Grandes obras construyen grandes ciudades. La pandemia nos plantea una nueva realidad, a la que los arquitectos tenemos que responder a partir de imaginar y construir mejores lugares para todos.

Los espacios abiertos, el aire libre y la arquitectura

Un gran tema del siglo XX en arquitectura se dio en torno a permitir que todos podamos usar y disfrutar los espacios abiertos, que tengamos viviendas con mucha luz y mucho aire, frente a calles por las que sea bueno caminar con árboles, plazas y parques.

El siglo XXI y la pandemia nos enfrenta a la necesidad de profundizar estas ideas y los arquitectos podemos hacer un aporte interesantísimo para que todos vivamos mejor.

Debemos construir más y mejores edificios donde las nuevas maneras de usar nuestras viviendas y realizar nuestros trabajos nos den nuevas alternativas.

Hoy un comedor puede ser a la vez el lugar de trabajo y el dormitorio el lugar donde los chicos asisten a clase. Desde un pequeño departamento hasta una casa de muchos metros cuadrados deben ser lugares que merecen ser vividos.

Rosario nos muestra que es posible cambiar y tener una ciudad mejor con mejores lugares para todos.

Hasta mediados de la década del 80 Rosario estaba de espaldas al río, con solo tres parques y un pequeño lugar frente al monumento que nos permitía ver el Paraná. Hoy tenemos una sucesión de parques y espacios abiertos que se encadenan desde el parque Urquiza hasta Puerto Norte. Si podemos construir una ciudad mejor tenemos que poder hacer mejores viviendas.

El cambio so es solo en los grandes parques, los espacios abiertos, los patios y los balcones son fundamentales para la vida sana de todos. Los arquitectos hemos realizados grandes avances en la relación entre exterior e interior como un continuo que busca que todos vivamos mejor.

Grandes arquitectos a nivel mundial como Le Corbusier, Frank Lloyd Wright, entre otros y a nivel local como Hilarión Hernandez Larguia, Ermete Delorenzi, Jorge Scrimaglio, y podríamos nombrar a muchos más, sostuvieron con ideas y con obras la posibilidad de que el sol, el aire y la naturaleza se fusionen con nuestras viviendas produciendo obras maravillosas y muy interesantes.

Los balcones dejaron de ser un lugarcito donde tender la ropa para ser expansiones al exterior de ambientes importantes de las viviendas en altura.
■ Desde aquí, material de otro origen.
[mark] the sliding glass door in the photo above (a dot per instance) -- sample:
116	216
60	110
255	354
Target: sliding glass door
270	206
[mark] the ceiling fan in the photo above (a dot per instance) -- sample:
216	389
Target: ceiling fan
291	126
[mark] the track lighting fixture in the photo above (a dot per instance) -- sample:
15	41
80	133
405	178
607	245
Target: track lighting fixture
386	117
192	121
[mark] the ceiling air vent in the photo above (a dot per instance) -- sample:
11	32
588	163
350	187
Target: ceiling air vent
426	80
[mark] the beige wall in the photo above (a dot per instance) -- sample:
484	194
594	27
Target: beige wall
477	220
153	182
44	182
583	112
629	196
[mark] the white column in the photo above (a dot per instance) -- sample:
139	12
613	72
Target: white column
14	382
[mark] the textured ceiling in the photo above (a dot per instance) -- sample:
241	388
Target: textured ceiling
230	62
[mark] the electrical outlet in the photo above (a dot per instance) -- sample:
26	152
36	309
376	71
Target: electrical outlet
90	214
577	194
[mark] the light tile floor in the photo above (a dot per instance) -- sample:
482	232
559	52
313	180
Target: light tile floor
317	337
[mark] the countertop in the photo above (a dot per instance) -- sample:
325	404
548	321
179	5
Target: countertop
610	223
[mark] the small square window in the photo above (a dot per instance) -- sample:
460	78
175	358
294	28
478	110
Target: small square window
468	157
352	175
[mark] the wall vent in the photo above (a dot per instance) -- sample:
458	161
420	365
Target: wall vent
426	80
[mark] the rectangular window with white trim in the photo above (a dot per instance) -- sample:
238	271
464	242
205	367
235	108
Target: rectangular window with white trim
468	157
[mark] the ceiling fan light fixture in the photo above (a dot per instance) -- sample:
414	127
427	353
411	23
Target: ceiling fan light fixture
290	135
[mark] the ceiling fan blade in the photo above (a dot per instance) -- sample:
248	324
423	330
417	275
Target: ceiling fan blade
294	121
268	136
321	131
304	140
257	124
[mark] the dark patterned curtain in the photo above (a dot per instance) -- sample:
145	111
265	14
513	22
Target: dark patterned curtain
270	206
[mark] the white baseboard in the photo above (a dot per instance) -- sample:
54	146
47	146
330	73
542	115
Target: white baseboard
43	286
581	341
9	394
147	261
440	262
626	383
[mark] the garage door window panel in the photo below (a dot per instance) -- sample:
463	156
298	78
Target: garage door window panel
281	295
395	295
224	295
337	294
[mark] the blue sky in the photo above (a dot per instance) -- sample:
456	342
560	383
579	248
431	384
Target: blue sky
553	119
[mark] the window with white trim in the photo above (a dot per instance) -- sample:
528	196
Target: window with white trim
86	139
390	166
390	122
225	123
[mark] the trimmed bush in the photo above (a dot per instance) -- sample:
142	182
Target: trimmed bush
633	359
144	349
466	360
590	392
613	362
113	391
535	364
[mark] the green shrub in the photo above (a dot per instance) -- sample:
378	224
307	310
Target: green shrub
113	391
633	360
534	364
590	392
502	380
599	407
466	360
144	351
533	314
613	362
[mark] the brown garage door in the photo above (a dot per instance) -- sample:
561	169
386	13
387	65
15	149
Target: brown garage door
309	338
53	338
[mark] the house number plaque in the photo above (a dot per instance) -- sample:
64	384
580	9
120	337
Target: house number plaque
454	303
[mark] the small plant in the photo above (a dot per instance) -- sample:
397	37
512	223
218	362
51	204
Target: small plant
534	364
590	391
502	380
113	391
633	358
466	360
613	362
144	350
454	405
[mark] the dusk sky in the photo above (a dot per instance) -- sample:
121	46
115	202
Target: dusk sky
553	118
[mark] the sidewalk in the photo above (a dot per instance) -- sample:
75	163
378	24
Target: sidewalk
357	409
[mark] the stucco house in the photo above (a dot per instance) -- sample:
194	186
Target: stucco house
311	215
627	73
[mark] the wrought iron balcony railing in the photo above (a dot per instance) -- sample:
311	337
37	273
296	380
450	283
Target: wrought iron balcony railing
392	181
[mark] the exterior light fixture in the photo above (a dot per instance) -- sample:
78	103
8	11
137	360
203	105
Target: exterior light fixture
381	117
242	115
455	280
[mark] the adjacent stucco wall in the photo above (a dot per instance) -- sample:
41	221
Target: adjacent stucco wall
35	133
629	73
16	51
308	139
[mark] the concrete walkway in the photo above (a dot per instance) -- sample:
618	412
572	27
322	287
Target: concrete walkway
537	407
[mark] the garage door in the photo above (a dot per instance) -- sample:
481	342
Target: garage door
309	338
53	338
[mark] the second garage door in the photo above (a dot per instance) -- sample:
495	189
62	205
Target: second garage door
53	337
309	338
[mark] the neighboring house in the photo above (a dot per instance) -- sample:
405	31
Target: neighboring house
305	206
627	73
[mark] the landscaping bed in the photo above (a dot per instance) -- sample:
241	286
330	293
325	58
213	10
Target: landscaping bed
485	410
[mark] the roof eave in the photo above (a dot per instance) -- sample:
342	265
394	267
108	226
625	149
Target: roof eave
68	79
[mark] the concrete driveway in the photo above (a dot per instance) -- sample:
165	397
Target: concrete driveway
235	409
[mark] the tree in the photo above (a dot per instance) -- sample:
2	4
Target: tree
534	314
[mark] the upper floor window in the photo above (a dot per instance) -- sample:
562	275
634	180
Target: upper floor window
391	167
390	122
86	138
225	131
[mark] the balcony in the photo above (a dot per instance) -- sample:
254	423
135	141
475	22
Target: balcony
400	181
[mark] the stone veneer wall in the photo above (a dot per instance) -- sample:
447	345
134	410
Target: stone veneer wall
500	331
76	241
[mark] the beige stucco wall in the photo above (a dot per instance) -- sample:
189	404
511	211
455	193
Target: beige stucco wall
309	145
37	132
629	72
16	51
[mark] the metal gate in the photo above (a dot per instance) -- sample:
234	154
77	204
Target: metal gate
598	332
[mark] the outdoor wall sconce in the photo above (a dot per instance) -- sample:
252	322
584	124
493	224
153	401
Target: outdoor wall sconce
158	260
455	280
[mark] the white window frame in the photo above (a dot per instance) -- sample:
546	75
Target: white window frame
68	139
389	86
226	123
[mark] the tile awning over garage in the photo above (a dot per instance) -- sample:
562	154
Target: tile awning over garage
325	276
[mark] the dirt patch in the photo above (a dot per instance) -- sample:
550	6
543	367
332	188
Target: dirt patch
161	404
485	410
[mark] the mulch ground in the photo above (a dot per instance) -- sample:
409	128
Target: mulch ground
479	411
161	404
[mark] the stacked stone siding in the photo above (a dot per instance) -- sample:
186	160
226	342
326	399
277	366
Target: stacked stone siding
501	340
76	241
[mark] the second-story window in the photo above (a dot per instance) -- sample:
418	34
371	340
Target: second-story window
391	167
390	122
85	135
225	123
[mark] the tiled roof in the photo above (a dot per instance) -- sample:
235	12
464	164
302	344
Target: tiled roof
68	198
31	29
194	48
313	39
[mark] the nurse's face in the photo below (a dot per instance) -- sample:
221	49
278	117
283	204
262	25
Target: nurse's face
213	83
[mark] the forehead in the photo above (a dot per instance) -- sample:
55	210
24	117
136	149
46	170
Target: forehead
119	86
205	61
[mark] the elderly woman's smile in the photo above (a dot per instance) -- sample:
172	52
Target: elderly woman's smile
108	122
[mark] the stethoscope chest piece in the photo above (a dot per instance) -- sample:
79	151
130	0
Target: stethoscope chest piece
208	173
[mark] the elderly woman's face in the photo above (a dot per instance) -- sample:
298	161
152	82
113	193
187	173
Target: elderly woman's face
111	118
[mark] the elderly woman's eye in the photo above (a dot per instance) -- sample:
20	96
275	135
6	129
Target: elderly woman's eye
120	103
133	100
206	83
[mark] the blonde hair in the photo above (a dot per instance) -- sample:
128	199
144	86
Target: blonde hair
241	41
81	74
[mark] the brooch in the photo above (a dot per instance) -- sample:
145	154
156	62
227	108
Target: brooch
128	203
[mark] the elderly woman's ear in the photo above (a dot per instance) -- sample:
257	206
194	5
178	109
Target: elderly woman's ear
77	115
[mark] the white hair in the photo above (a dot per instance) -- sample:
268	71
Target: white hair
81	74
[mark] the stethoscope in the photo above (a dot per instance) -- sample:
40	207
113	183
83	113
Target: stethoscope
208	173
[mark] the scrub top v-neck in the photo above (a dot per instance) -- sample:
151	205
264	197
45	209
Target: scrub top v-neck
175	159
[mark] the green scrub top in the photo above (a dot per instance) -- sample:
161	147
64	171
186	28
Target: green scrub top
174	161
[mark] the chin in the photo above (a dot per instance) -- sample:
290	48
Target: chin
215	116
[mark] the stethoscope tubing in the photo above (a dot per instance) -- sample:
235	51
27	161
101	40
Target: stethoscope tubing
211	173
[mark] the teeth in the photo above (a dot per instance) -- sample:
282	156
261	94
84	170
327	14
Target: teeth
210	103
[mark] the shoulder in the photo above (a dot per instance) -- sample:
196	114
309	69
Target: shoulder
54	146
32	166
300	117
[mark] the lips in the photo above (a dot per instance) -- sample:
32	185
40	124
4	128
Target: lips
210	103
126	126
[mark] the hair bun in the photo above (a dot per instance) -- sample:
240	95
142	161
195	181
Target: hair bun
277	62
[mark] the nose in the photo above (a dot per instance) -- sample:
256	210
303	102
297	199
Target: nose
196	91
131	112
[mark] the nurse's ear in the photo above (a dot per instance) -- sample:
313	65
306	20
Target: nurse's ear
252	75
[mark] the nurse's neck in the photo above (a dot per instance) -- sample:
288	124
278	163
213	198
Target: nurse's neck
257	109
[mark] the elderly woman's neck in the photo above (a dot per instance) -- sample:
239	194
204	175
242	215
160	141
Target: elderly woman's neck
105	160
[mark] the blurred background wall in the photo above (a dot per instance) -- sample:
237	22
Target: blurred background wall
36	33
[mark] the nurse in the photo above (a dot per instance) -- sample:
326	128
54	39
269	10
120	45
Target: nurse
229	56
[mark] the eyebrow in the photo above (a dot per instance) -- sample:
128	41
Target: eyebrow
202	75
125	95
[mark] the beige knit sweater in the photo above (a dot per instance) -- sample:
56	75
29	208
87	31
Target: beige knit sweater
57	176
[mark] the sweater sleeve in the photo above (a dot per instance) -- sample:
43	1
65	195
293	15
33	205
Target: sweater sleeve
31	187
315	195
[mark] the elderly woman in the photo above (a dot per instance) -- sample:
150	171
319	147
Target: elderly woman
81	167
Los patios son la continuidad de las casas en donde la vida se desarrolla en un continuo y esta idea hay que profundizarla en los nuevos proyectos.
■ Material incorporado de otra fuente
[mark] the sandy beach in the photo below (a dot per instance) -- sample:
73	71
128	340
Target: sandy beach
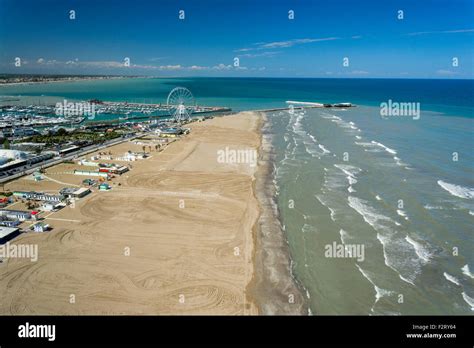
175	235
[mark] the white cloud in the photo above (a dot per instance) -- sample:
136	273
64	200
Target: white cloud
445	72
255	55
359	72
284	44
222	67
457	31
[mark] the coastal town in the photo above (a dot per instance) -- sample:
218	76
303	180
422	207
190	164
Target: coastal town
43	147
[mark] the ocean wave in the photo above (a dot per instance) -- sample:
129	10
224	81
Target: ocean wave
332	212
386	148
398	254
350	171
308	228
420	250
403	214
468	300
379	292
344	236
451	278
465	270
457	190
321	146
433	207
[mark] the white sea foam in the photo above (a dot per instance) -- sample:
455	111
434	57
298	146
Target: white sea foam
344	236
399	255
332	212
350	171
468	300
308	228
465	270
403	214
457	190
433	207
451	278
389	150
321	146
379	292
420	250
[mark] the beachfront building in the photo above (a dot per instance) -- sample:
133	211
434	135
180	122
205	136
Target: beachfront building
89	182
8	233
40	227
132	156
91	173
112	168
38	196
19	215
8	223
171	132
87	163
74	192
4	201
104	187
52	206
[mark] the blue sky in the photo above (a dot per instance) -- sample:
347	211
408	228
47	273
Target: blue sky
259	33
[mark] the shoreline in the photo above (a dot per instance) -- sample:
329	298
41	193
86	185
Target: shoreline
182	215
65	80
275	290
262	272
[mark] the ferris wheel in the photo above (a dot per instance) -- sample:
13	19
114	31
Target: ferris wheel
180	103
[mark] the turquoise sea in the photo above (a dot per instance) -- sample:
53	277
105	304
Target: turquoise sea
399	188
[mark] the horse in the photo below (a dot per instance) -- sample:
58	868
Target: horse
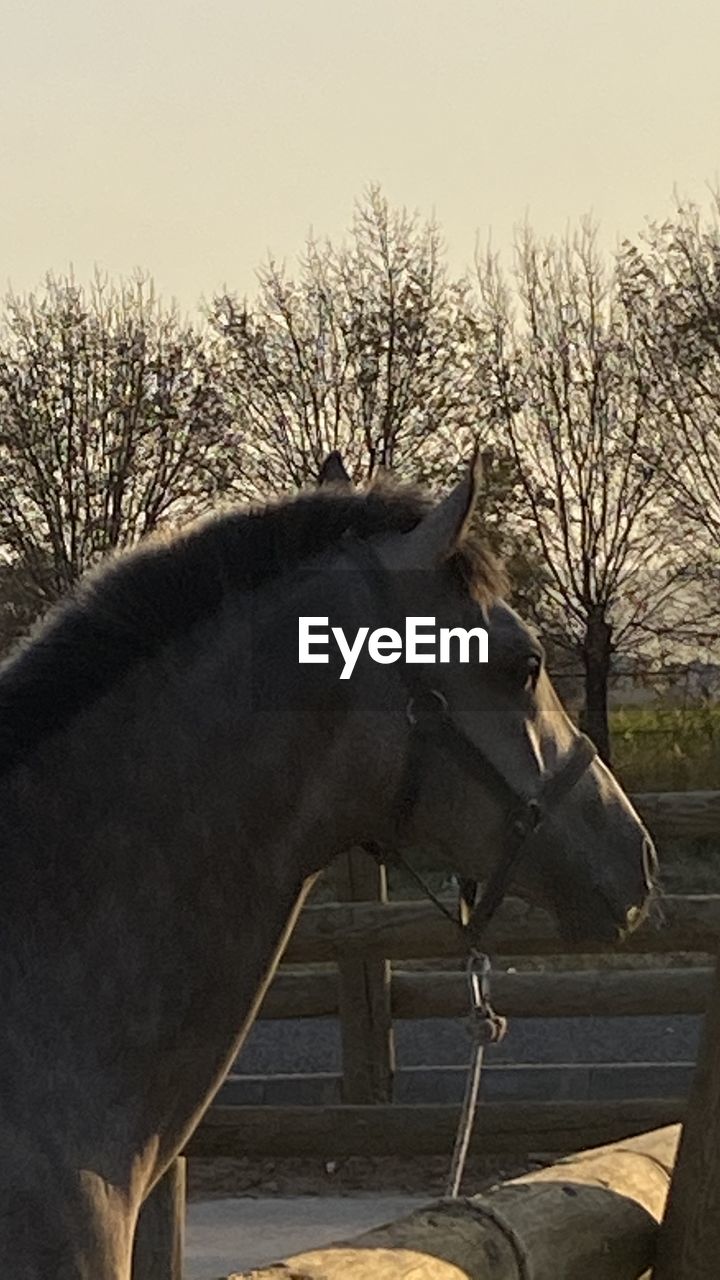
173	780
Repensar la vivienda, sus usos, la flexibilidad de sus ambientes, su relación con el exterior, es algo que vale la pena, hay que ver cómo construirla para que sea más eficiente y nos permita usarla mejor.

Es muy importante saber que siempre se puede encontrar una solución en donde necesidades y posibilidades se encuentren.

Hay un solo tipo de vivienda que vale la pena: La Vivienda Digna.

La arquitectura puede hacer la diferencia. Desde pequeños apartamentos para enfrentar la angustiante falta de viviendas, a grandes casas que experimentan nuevas formas y nuevos materiales, somos los arquitectos los que buscamos hacer del lugar donde vivimos un lugar mejor.

La relación con el exterior, pasa a ser uno de los grandes temas de la arquitectura del siglo XXI.

Pensemos edificios con espacios integrados donde lo abierto y lo cerrado interactúe en un continuo espacial y genere lugares posibles de uso real para que la vida sea más fácil para todos.

Desde la arquitectura se puede aportar para que todos vivamos mejor, y si en nuestras viviendas no estamos encerrados algo hemos podido hacer para ser útiles a la gente a partir de ser mejores arquitectos.

La idea de esta serie de artículos es indagar y profundizar en estas líneas esperando que entre todos construyamos un mejor lugar para todos, porque, Rosario no tuvo Fundación, pero tiene arquitectos.